Выбрать главу

В выходной день Захар вместе с Каргополовым пришли в поселок к Леле Касимовой. С подобающей для этого случая торжественностью извлекли из мешка медвежью шкуру. Леля до того была поражена, что долго не могла опомниться.

Придя в себя, Леля сказала Каргополову, заливаясь румянцем: «Ванюша, отвернись!» — и поцеловала смущенного Захара в губы.

С некоторых пор Захар стал замечать за собой то, что прежде было совершенно неведомо и незнакомо ему. Еще по осени, в один из выходных, он возвращался с устья Силинки, куда ходил ловить хариусов. Он шел через «Коваль-град» — так назвали комсомольцы поселок из шалашей (в то время Захар жил уже в бараке). Шагая по переулку, он случайно заметил тот, самый первый шалаш, который когда-то строил. Какая-то теплая, прямо-таки физическая ощутимая волна прихлынула к сердцу. Захар долго стоял возле шалаша, словно встретил давнего друга. Вот наличники окна, которые он сам подгонял и прибивал. Он хорошо это помнил — тогда ему казалось, что работа была сделана добротно, красиво, он любовался плодами своего труда! Теперь обнаружил: плохо сделано — углы неточно соединены, немного перекошены, пазы широкие. А вон конек, который они заделывали вместе с Федей Брендиным.

Из шалаша, видно, заметили подозрительного человека, и оттуда вышел нечесаный паренек с совиной физиономией.

— Чего высматриваешь? — спросил он грубовато.

— Строил я этот шалаш…

— Ну и что ж? Пришел проверить, не развалился ли?

— Вот именно. — Захар смерил глазами сутуловатую фигуру сонного парня. — Не беспокойся, не развалится! — И, улыбнувшись, пошел своей дорогой.

Потом он стал замечать, то же тепло в груди всякий раз, когда проходил мимо какого-нибудь из бараков, в постройке которого была и его доля труда. Захар не мог объяснить себе, что это за чувство, но оно всегда согревало душу, глубоко волновало его.
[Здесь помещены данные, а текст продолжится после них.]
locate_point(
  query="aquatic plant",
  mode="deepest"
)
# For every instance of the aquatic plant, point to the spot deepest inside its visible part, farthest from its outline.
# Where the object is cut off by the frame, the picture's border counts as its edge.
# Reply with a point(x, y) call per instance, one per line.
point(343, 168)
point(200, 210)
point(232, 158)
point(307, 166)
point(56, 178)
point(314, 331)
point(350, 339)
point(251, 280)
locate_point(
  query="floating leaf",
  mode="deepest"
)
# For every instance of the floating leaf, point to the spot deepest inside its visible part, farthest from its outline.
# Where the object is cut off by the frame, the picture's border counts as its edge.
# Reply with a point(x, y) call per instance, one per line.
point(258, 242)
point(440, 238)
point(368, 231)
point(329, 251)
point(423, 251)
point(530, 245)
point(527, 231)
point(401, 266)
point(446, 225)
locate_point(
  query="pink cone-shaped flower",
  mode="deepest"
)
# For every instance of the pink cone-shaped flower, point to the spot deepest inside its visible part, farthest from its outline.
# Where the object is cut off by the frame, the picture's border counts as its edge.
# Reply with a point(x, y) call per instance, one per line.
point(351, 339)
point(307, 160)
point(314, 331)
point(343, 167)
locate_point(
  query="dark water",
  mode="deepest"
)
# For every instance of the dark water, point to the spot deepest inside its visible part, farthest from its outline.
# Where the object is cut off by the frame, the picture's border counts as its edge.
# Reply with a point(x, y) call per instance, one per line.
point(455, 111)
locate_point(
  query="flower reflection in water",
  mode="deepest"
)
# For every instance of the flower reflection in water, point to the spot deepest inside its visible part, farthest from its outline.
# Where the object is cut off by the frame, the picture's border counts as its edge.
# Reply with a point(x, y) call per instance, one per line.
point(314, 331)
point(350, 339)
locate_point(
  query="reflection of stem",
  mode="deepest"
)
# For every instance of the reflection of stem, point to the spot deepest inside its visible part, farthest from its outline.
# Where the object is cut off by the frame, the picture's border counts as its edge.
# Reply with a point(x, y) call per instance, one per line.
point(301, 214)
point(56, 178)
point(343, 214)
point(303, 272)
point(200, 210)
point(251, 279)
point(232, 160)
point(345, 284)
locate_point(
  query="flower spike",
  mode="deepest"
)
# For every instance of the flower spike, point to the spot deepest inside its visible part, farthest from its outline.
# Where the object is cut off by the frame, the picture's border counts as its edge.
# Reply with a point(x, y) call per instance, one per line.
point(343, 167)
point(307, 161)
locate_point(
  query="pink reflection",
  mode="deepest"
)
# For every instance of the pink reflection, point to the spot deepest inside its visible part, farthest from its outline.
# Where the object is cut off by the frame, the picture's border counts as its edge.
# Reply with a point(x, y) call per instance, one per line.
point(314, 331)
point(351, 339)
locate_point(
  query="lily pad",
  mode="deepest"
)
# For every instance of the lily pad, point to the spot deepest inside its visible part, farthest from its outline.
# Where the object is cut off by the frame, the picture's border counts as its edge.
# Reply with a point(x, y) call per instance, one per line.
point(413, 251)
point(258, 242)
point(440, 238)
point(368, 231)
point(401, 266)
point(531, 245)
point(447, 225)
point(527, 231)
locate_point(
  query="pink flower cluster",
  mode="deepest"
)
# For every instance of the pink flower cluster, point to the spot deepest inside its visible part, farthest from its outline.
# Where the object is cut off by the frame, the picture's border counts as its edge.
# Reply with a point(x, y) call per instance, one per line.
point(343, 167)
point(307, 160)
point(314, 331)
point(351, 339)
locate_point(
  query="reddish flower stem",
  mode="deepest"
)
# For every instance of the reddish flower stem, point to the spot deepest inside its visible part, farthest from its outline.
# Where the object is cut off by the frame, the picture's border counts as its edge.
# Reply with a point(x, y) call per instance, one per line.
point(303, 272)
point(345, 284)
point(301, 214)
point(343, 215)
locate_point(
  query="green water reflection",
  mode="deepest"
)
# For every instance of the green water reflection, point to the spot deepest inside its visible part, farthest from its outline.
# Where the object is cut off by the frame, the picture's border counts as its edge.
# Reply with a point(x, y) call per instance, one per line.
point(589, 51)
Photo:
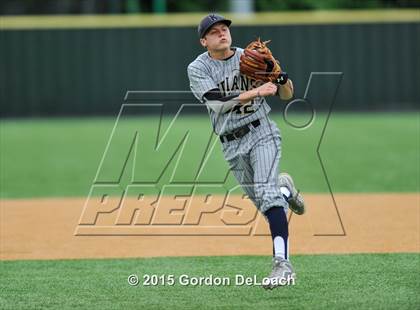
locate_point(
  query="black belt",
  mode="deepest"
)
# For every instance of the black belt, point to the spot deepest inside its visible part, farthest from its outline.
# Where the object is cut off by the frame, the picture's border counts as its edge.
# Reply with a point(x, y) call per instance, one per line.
point(240, 132)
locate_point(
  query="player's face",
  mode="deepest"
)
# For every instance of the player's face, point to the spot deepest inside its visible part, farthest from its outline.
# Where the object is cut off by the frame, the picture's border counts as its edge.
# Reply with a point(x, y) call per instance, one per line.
point(217, 38)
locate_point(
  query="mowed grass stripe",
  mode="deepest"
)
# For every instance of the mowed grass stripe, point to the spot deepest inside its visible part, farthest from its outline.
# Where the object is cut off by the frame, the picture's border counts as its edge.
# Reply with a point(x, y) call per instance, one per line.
point(369, 281)
point(60, 157)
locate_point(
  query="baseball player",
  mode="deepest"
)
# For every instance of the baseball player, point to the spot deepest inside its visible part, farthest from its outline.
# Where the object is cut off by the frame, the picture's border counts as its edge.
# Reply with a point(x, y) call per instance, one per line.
point(250, 141)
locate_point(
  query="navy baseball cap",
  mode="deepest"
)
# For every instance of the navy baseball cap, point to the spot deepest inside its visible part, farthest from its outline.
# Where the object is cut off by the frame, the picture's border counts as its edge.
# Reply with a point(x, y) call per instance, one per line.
point(209, 21)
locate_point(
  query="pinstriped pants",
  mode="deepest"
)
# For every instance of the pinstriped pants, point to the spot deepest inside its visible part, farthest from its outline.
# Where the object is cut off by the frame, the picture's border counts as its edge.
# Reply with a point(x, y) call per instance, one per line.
point(254, 161)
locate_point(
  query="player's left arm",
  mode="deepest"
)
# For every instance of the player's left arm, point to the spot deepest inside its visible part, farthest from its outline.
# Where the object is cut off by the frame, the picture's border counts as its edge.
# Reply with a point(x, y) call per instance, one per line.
point(286, 91)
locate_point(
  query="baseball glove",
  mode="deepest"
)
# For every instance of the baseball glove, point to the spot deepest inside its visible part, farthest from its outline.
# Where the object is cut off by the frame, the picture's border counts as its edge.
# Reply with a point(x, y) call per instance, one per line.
point(258, 63)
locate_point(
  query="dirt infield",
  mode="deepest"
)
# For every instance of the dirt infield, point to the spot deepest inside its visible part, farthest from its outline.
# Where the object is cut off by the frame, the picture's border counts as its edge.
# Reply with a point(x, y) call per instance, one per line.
point(373, 223)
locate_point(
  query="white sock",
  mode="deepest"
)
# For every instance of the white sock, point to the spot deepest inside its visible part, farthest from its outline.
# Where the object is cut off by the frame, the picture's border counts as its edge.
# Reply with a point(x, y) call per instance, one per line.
point(285, 191)
point(280, 248)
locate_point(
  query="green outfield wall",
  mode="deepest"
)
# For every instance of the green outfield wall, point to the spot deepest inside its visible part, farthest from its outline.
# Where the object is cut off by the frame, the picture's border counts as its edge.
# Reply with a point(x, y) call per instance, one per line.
point(86, 70)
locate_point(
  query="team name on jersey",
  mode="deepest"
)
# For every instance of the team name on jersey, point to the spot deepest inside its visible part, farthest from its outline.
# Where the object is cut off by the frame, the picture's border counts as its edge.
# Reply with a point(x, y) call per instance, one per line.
point(236, 83)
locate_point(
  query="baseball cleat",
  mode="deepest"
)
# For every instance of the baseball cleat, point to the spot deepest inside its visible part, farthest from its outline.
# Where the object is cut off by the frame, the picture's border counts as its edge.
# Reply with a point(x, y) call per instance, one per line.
point(296, 202)
point(281, 275)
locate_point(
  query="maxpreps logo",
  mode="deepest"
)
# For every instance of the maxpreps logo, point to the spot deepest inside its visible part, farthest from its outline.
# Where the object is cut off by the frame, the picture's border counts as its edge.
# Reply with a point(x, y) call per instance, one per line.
point(161, 176)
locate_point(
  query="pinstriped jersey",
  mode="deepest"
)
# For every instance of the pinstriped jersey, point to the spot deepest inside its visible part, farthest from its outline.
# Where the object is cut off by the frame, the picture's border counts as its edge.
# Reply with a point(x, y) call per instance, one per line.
point(206, 73)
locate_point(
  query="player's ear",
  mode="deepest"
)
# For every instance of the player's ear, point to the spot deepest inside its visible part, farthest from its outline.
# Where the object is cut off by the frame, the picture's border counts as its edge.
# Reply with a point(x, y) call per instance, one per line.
point(203, 42)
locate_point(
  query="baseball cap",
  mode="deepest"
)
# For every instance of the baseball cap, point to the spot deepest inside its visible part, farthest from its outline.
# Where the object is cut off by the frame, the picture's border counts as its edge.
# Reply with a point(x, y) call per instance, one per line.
point(209, 21)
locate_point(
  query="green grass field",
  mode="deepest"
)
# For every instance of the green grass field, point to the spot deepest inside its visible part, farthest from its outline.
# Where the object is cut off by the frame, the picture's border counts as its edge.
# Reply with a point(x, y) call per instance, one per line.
point(60, 157)
point(381, 281)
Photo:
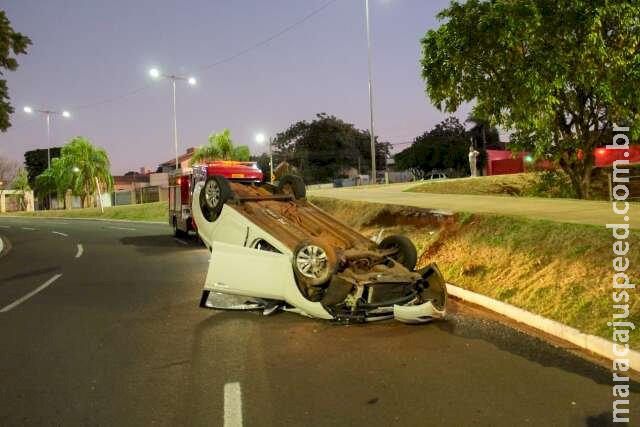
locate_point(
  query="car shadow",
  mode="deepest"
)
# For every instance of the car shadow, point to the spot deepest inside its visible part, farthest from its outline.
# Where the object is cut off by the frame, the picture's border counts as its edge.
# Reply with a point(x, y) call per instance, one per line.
point(161, 244)
point(30, 273)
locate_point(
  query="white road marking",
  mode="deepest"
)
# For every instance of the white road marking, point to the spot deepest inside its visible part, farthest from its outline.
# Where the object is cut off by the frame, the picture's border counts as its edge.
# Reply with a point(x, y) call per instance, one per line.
point(30, 294)
point(232, 405)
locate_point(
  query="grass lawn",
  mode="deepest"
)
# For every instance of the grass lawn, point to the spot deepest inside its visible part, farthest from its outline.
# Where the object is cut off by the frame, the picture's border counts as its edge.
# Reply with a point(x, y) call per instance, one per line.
point(522, 184)
point(145, 212)
point(509, 185)
point(560, 271)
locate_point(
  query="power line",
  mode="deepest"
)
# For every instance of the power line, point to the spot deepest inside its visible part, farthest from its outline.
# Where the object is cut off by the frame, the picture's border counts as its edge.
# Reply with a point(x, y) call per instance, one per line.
point(113, 99)
point(270, 38)
point(217, 63)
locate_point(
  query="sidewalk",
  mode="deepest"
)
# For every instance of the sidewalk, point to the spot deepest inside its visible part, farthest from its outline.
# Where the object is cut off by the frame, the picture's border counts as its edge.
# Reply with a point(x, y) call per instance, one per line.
point(561, 210)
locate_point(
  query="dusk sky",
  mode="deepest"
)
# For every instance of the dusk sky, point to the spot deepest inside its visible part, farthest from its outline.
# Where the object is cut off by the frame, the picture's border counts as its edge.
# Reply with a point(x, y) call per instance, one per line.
point(88, 51)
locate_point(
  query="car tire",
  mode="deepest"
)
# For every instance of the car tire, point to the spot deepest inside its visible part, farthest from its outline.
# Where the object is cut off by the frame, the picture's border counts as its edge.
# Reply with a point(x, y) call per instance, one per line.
point(215, 193)
point(313, 264)
point(292, 185)
point(406, 253)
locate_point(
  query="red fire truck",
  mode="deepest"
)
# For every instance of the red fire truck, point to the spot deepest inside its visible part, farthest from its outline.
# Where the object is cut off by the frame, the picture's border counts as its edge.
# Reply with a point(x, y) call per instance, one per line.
point(182, 182)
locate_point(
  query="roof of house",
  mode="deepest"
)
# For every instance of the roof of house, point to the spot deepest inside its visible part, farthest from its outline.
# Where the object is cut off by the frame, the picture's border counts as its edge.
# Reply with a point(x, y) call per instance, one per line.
point(186, 156)
point(128, 179)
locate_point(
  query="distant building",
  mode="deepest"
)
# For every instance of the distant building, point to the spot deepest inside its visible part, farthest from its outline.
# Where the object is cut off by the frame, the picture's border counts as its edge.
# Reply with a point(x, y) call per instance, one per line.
point(130, 181)
point(183, 161)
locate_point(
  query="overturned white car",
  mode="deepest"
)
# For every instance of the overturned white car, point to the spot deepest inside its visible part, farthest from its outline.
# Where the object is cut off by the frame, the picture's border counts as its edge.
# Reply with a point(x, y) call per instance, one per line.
point(272, 246)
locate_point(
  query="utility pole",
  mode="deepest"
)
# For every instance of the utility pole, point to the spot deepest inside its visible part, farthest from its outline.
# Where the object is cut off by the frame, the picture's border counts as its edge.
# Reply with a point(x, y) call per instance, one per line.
point(371, 131)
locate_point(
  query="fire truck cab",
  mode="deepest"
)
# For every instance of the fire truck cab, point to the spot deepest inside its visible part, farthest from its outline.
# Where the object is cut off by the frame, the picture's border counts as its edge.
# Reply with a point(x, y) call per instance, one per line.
point(180, 193)
point(182, 183)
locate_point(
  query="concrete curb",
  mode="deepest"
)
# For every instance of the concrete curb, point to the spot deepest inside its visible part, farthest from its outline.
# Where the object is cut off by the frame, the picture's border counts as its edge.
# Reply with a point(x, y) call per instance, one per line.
point(64, 218)
point(597, 345)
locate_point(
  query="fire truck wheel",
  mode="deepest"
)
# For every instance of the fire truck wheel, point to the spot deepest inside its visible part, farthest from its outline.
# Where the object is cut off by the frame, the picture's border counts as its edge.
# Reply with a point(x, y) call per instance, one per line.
point(214, 195)
point(176, 231)
point(293, 185)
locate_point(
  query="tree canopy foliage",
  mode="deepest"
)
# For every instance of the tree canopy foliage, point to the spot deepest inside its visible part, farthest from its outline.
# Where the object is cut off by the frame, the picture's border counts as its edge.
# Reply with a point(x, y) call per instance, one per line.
point(77, 169)
point(445, 147)
point(8, 170)
point(221, 147)
point(36, 161)
point(11, 43)
point(558, 73)
point(326, 147)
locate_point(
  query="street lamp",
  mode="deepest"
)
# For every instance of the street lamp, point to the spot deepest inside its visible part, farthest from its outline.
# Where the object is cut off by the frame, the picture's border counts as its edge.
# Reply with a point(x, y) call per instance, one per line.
point(260, 139)
point(371, 133)
point(48, 113)
point(156, 74)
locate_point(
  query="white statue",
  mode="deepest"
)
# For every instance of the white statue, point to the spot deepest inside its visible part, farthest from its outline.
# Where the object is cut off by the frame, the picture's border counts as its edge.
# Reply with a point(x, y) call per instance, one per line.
point(473, 161)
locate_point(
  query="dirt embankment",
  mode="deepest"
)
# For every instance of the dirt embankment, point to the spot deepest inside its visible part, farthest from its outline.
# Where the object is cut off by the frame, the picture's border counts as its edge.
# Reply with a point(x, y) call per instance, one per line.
point(560, 271)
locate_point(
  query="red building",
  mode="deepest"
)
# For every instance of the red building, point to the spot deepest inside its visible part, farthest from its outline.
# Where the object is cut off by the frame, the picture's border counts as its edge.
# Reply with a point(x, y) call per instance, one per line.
point(501, 162)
А теперь он заметил и большее: это чувство гордости за свой труд питает его душу все время, рождает в ней что-то такое, что захватывает его всего. Теперь они с Бонешкиным с упоением принялись мастерить блок-ролик — самую ответственную деталь в сконструированном ими бремсберге. Работа была сложная, почти ювелирная. Может быть, при других обстоятельствах, в другое время Захар и не мог бы это сделать, но сейчас он решительно принялся за дело. С каким наслаждением он, сидя на чурбане возле печки, расчерчивал, а потом обрабатывал бруски! Он не суетился, как бывало когда-то, в первое время его плотницкой учебы. Каждое движение Захара стало точным и верным. Вот все готово: рассчитаны до миллиметра, расчерчены по линейке и заготовки составлены в таком порядке, в каком будут они сращены. Он долго стоит у своего сооружения, думает, думает…

— Ну чего ты колдуешь, Захар? — с досадой бубнит Бонешкин, удивленно поглядывая на Жернакова. — Так мы и за неделю не сделаем!

— Знаешь, где нужна торопливость? — Захар насмешливо щурится. — При ловле блох, понял? Бери вот эту болванку и начинай обрабатывать. Испортишь — по шее получишь!

К исходу второго дня блок-ролик был готов. Посредине у него аккуратно вырублено углубление. Для большей прочности по концам он стянут проволокой.

С огромным трудом всей бригадой его затащили по распадку на самую вершину сопки. Там насадили на специально обтесанный пень и долго вертели, пока ролик не притерся.

Утром началось испытание бремсберга. Длинный трос, проходя через блок-ролик, соединял двое саней: одни находились внизу у дороги, другие стояли на вершине сопки; их нагрузили бревнами и стали спускать под гору. Груженые сани весело пошли вниз, порожние поползли вверх — вся система заработала! И когда первые два бревна, спущенные к дороге, легли в штабель, по сопке загремело дружное «ура», — ликующие голоса долго перекликались в морозной тайге.

ГЛАВА ДВЕНАДЦАТАЯ

Гурилев впился глазами в дорогу, грудью лежит на руле, стараясь заглянуть под самые колеса машины — дальше ничего не видно. Снежная пыль все плотнее забивает стекло, «дворник» едва успевает счищать ее, нагребая по бокам целые вороха снега. Мотор надсадно ревет, машину, как по волнам, кидает на выступах ледяных торосов.

Восьмые сутки, с самого раннего утра до глубокой ночи, вертит Гурилев штурвал, а пройдена всего лишь половина пути. Поломки следуют одна за другой. Дважды — в селе Елабуга и в Троицком — обнаруживалось, что у машин проколоты баллоны. Кто это сделал? Или просто случайность?